Jones does not meet BellSouth’s reason head-on and rebut it with evidence that her
performance was satisfactory. Rather, the record is replete with evidence that Jones’s
performance was unsatisfactory. Indeed, the evidence reflects that out of the four years Jones
was employed with BellSouth, she only met performance goals when working on the phones for
five months: the first three months she was employed in 2007, April of 2008, and January of
2009. Further, this performance problem began well before her protected conduct; her
performance had failed to meet the required levels for nine months in 2007 and eleven months in
2008. The evidence also reflects that she received discipline for those pre-protected conduct
performance issues: counseling entries on May 3, 2007; June 11, 2007; a warning on July 17,
2007; and a discussion with coach Tangela Morton in February 2009 about her poor 2008
The evidence reflects that her poor performance in 2009 and 2010 was merely a
continuation of that pattern when, after returning to the phones, she never reached satisfactory
performance scores. In light of that rather dismal performance history, the conduct that Jones
considers to be harassment – monitoring, supervision, establishment of a corrective action plan,
calling Jones into offices to remind her of goals and requirements – could instead reasonably be
viewed as a conduct of good business attempting to ensure that its struggling employee received
not only mentoring and tools to assist her but also notice that her current performance was not
acceptable so that she would have a last chance to improve.

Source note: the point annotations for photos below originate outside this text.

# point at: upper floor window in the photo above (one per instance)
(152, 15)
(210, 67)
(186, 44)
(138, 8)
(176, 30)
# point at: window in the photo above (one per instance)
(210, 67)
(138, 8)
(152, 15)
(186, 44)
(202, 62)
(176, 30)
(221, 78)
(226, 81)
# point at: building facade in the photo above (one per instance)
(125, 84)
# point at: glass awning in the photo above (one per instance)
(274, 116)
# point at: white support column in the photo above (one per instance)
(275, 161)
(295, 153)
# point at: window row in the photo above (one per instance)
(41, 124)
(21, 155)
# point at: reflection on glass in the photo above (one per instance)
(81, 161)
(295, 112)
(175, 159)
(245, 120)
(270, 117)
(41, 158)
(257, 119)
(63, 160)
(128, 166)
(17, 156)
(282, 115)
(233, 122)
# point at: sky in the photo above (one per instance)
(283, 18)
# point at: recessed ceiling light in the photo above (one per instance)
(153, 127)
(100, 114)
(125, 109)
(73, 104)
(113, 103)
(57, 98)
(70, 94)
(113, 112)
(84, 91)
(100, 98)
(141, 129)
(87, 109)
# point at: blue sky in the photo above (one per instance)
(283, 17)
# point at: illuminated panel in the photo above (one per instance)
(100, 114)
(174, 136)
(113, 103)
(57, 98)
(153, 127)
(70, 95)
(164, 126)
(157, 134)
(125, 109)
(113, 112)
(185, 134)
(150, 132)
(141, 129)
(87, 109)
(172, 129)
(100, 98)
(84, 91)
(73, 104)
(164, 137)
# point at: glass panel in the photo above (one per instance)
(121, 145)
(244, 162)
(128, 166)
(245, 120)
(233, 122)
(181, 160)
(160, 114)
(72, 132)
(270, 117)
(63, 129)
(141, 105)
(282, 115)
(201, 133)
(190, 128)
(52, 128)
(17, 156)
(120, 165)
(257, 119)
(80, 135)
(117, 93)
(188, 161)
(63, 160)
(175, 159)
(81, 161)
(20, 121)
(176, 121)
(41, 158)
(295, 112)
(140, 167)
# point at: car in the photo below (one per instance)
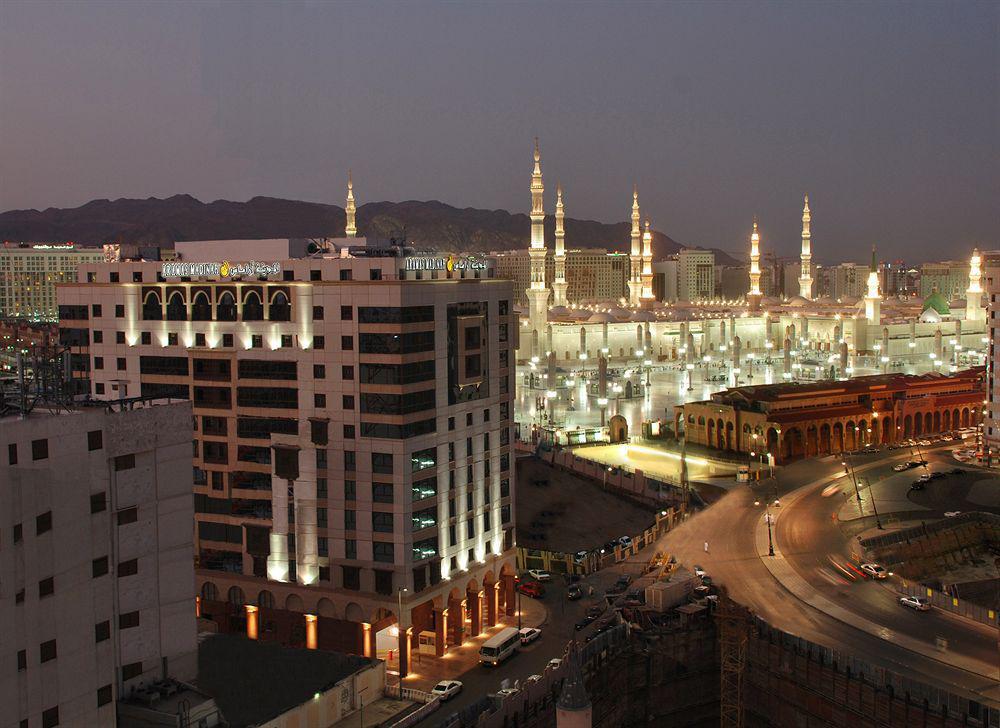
(921, 604)
(529, 635)
(874, 571)
(531, 589)
(447, 689)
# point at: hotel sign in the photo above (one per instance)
(448, 263)
(225, 269)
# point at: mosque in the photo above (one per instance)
(803, 337)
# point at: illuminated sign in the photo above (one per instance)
(225, 269)
(448, 263)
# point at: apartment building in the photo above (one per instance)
(96, 560)
(29, 273)
(352, 448)
(592, 274)
(695, 274)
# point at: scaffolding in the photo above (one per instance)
(734, 627)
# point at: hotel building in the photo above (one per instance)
(96, 571)
(29, 273)
(352, 449)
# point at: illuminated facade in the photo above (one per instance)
(29, 274)
(353, 440)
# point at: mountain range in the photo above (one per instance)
(431, 224)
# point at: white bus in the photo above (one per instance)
(500, 646)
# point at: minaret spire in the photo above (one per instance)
(635, 258)
(805, 275)
(647, 264)
(754, 294)
(352, 227)
(538, 294)
(559, 285)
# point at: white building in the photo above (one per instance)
(29, 273)
(96, 566)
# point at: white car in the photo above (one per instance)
(921, 604)
(874, 571)
(447, 689)
(529, 635)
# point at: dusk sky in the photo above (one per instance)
(887, 114)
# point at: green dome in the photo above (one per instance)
(938, 303)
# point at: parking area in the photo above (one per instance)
(560, 511)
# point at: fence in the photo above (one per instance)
(951, 604)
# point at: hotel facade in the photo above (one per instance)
(352, 453)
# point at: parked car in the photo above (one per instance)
(874, 571)
(529, 635)
(447, 689)
(921, 604)
(531, 589)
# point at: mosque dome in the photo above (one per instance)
(937, 302)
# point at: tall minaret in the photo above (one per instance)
(538, 294)
(350, 209)
(647, 264)
(635, 259)
(559, 285)
(873, 305)
(754, 294)
(805, 276)
(974, 308)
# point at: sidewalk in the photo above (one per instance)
(427, 670)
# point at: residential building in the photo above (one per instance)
(29, 273)
(695, 274)
(353, 416)
(96, 563)
(592, 274)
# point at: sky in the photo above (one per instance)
(887, 114)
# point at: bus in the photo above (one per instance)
(500, 646)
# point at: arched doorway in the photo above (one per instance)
(618, 429)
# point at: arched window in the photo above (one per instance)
(201, 308)
(280, 309)
(176, 309)
(226, 308)
(253, 309)
(152, 310)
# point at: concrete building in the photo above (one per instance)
(29, 273)
(592, 274)
(352, 450)
(695, 274)
(949, 278)
(96, 571)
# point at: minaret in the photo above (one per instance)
(352, 228)
(635, 259)
(538, 294)
(647, 264)
(754, 294)
(974, 309)
(873, 306)
(559, 285)
(805, 276)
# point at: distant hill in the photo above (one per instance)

Jones’s only attempt to rebut BellSouth’s articulated reason for her termination and the
wealth of evidence of unsatisfactory performance scores is to assert that the revenue numbers
were incorrect. To that end, she provides merely her own testimony that the revenue numbers
were higher and then dropped mysteriously. While this testimony is evidence of a revenue drop,
albeit uncorroborated with any kind of documentation, Jones provides no evidence linking the
drop to retaliation. She has no evidence that the drop was human rather than computer error.

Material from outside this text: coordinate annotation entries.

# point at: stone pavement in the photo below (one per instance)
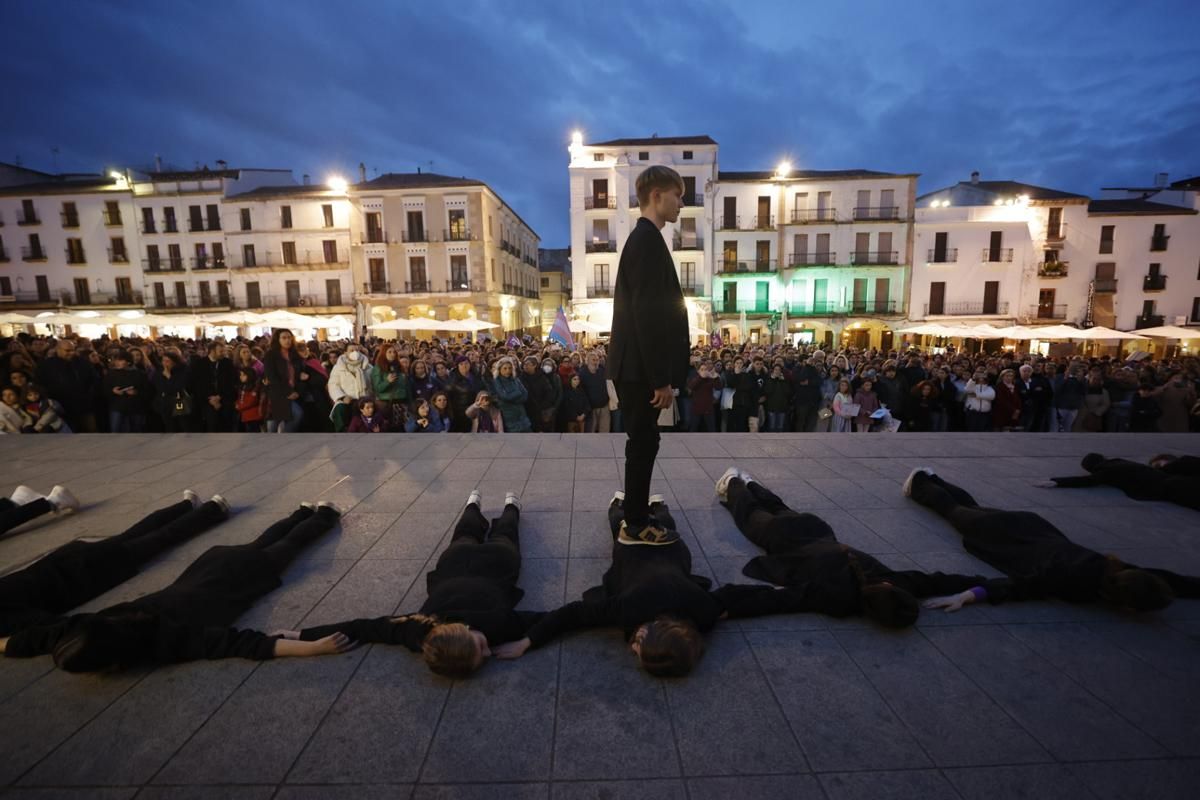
(1038, 699)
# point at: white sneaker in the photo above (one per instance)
(907, 481)
(24, 495)
(331, 505)
(63, 500)
(723, 482)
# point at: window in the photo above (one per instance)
(75, 251)
(1107, 233)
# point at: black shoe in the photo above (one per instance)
(648, 533)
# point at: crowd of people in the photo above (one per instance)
(370, 385)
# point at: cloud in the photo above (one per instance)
(1068, 96)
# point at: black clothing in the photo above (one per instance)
(474, 583)
(646, 582)
(279, 384)
(804, 554)
(649, 320)
(191, 618)
(1140, 481)
(12, 515)
(1039, 558)
(79, 571)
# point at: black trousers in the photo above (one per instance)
(765, 519)
(641, 422)
(12, 515)
(286, 539)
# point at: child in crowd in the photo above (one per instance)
(367, 420)
(250, 401)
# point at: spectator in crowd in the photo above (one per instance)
(72, 382)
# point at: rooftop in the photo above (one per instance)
(1025, 699)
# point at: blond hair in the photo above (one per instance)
(657, 178)
(450, 650)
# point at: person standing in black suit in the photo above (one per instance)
(648, 352)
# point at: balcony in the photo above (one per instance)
(103, 299)
(162, 264)
(1056, 235)
(735, 306)
(966, 310)
(876, 214)
(1053, 269)
(763, 266)
(880, 258)
(1047, 311)
(808, 216)
(209, 263)
(811, 259)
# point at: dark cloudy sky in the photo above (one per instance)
(1071, 95)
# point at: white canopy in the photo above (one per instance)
(1171, 332)
(1101, 332)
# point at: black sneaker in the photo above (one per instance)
(647, 534)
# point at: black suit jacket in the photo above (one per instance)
(649, 320)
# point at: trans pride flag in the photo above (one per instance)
(561, 331)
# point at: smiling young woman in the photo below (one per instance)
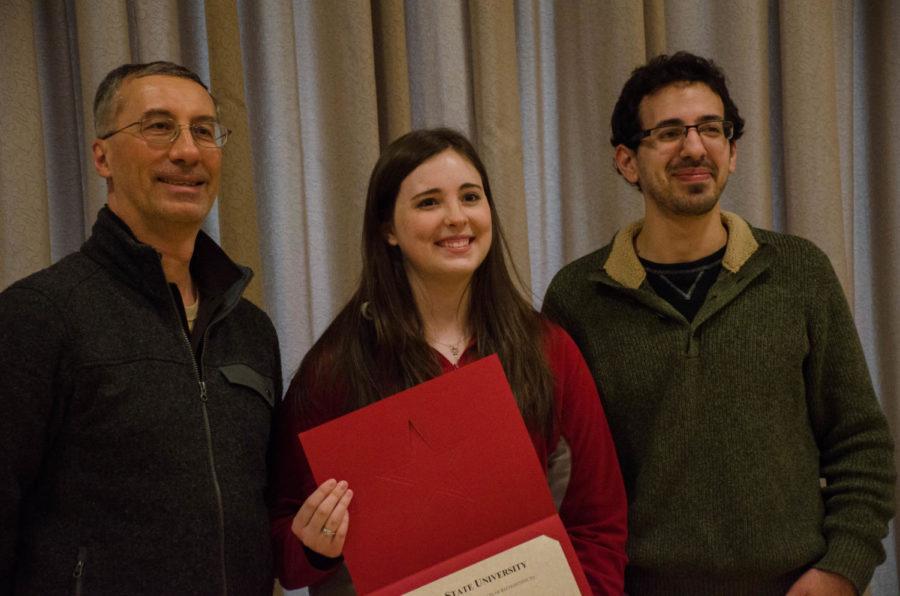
(436, 293)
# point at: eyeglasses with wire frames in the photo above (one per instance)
(669, 134)
(161, 131)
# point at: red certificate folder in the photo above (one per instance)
(443, 475)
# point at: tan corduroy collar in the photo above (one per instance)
(624, 266)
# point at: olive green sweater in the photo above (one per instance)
(751, 441)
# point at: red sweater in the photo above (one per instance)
(584, 471)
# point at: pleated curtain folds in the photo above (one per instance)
(313, 89)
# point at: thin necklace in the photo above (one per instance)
(454, 347)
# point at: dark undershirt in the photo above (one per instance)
(685, 285)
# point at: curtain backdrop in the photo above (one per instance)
(315, 88)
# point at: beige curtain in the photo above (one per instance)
(314, 88)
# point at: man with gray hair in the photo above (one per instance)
(137, 388)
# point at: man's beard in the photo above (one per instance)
(694, 199)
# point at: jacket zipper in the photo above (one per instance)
(217, 489)
(78, 573)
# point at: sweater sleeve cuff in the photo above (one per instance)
(852, 558)
(321, 562)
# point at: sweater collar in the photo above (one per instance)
(624, 266)
(114, 246)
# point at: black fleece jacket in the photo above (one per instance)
(132, 462)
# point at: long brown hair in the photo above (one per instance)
(376, 345)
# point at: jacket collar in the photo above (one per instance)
(624, 266)
(113, 245)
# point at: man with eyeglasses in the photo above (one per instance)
(755, 456)
(137, 388)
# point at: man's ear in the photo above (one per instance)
(626, 163)
(100, 158)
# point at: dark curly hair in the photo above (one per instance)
(658, 73)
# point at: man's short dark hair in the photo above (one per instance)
(105, 101)
(681, 67)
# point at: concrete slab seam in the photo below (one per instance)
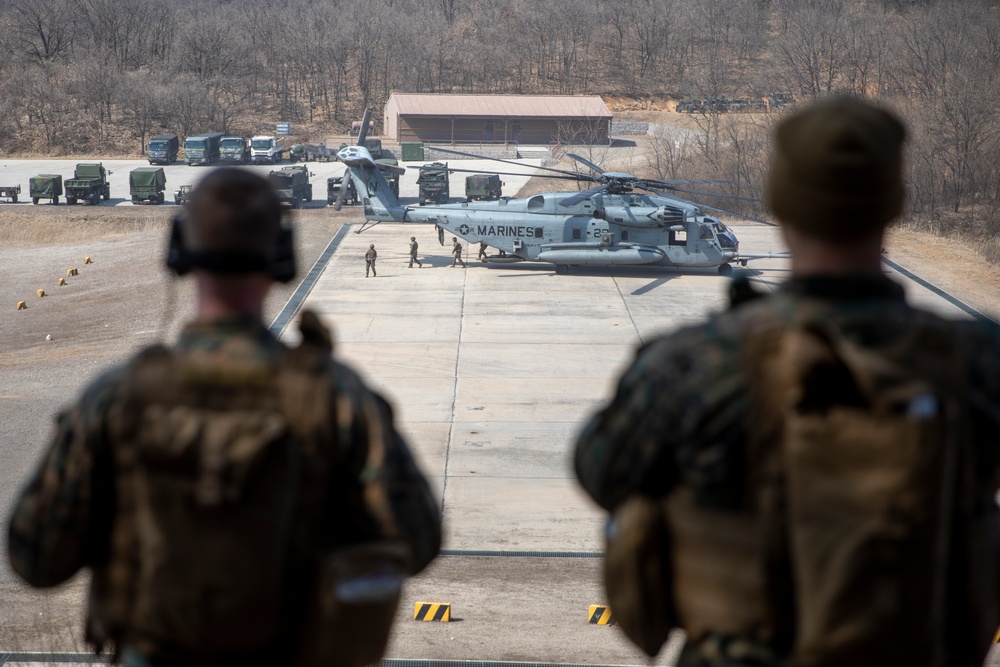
(454, 394)
(302, 291)
(487, 553)
(628, 311)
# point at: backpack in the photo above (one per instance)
(862, 528)
(221, 476)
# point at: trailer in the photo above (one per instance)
(11, 192)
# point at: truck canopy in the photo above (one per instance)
(45, 184)
(147, 177)
(433, 173)
(89, 170)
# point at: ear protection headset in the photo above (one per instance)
(279, 263)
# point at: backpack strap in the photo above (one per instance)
(795, 367)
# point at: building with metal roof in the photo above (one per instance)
(497, 119)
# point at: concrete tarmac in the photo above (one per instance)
(492, 371)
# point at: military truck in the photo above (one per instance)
(10, 192)
(202, 148)
(333, 185)
(146, 185)
(89, 182)
(182, 195)
(309, 152)
(483, 187)
(433, 182)
(45, 186)
(234, 150)
(391, 177)
(267, 149)
(292, 185)
(162, 149)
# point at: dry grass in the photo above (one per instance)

She has no evidence tying the drop to employees who knew of the EEOC charge. Further, she
has no evidence about the exact amount of the drop to gauge whether her performance scores
would have been satisfactory without the drop. In short, she has no evidence creating a
reasonable inference that the drop occurred as a result of a retaliatory act. Rather, the evidence
reflects that Jones’s post-protected unsatisfactory performance was simply a continuation of the
pre-protected unsatisfactory performance.

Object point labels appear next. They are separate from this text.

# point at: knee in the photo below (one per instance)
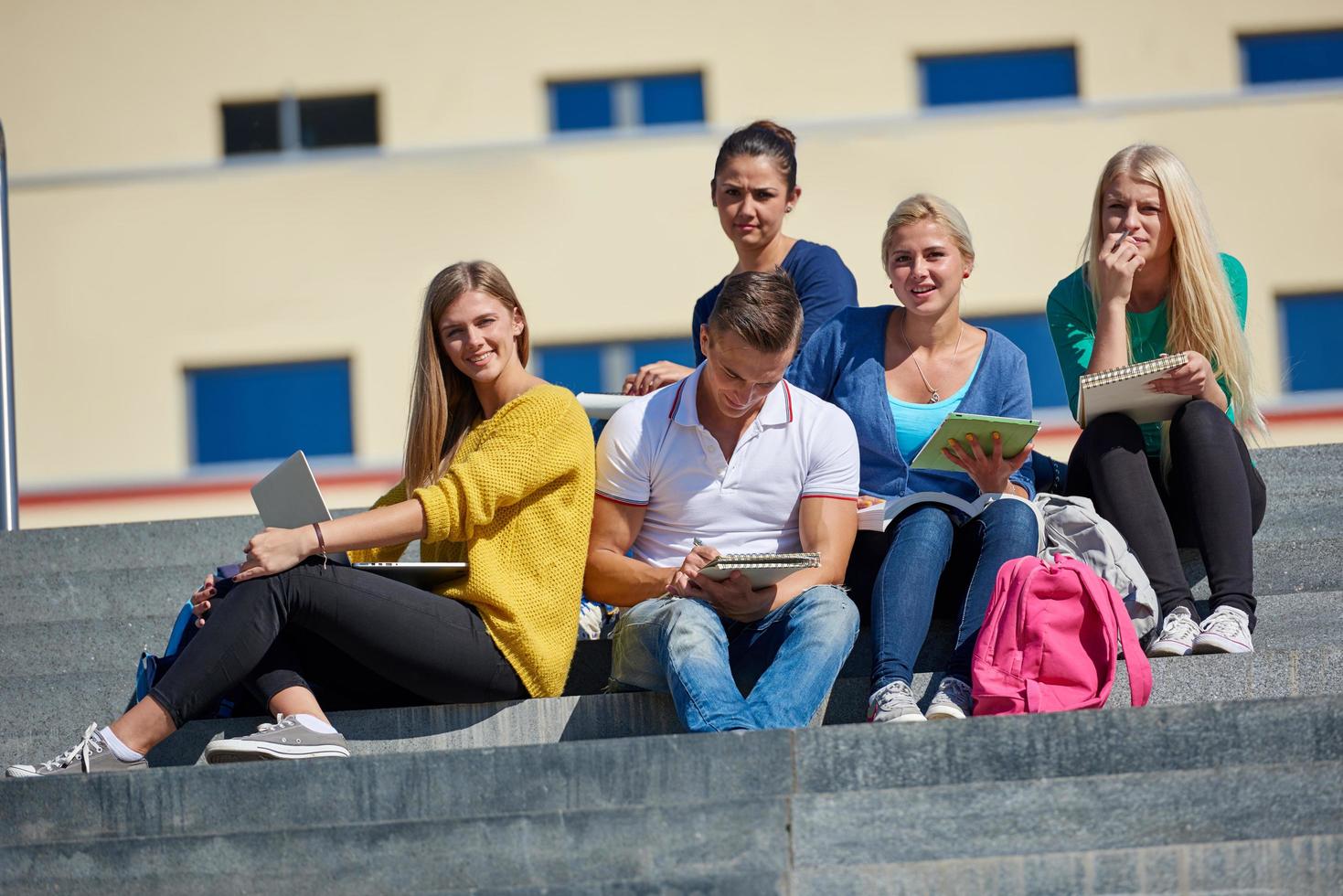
(924, 527)
(685, 623)
(1199, 418)
(830, 607)
(1014, 520)
(1110, 432)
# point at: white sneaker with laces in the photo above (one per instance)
(1225, 630)
(1177, 637)
(893, 703)
(91, 755)
(951, 701)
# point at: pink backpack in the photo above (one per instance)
(1050, 641)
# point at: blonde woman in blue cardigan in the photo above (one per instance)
(898, 371)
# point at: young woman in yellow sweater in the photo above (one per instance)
(498, 472)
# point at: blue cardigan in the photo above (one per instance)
(845, 364)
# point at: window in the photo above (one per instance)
(251, 126)
(1030, 334)
(269, 411)
(997, 77)
(626, 102)
(603, 367)
(575, 367)
(1302, 55)
(1308, 326)
(291, 123)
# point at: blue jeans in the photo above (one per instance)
(902, 595)
(725, 675)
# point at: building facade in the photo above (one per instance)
(223, 218)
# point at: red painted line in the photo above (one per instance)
(619, 501)
(676, 402)
(169, 491)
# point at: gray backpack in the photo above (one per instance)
(1073, 526)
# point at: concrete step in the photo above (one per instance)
(88, 667)
(1310, 864)
(743, 838)
(1011, 818)
(113, 594)
(1284, 621)
(80, 645)
(1183, 680)
(200, 544)
(719, 809)
(569, 775)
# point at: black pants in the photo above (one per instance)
(357, 640)
(1213, 500)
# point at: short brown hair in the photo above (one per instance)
(761, 308)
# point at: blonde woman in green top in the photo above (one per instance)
(1154, 283)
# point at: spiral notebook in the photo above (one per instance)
(761, 569)
(1124, 389)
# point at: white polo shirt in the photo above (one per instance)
(656, 454)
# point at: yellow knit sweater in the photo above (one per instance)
(516, 504)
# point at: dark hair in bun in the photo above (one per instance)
(762, 139)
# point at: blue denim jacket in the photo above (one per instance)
(845, 364)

The court finds that Jones has not presented evidence of pretext. Accordingly, the motion
is due to be GRANTED as to the retaliation claim.
Having found that BellSouth’s motion for summary judgment is due to be GRANTED as
to all claims against it, the court WILL ENTER SUMMARY JUDGMENT in its favor and
against the Plaintiff, Ms. Jones. The court will enter a separate Order simultaneous with this
Dated this 19th day of August, 2013.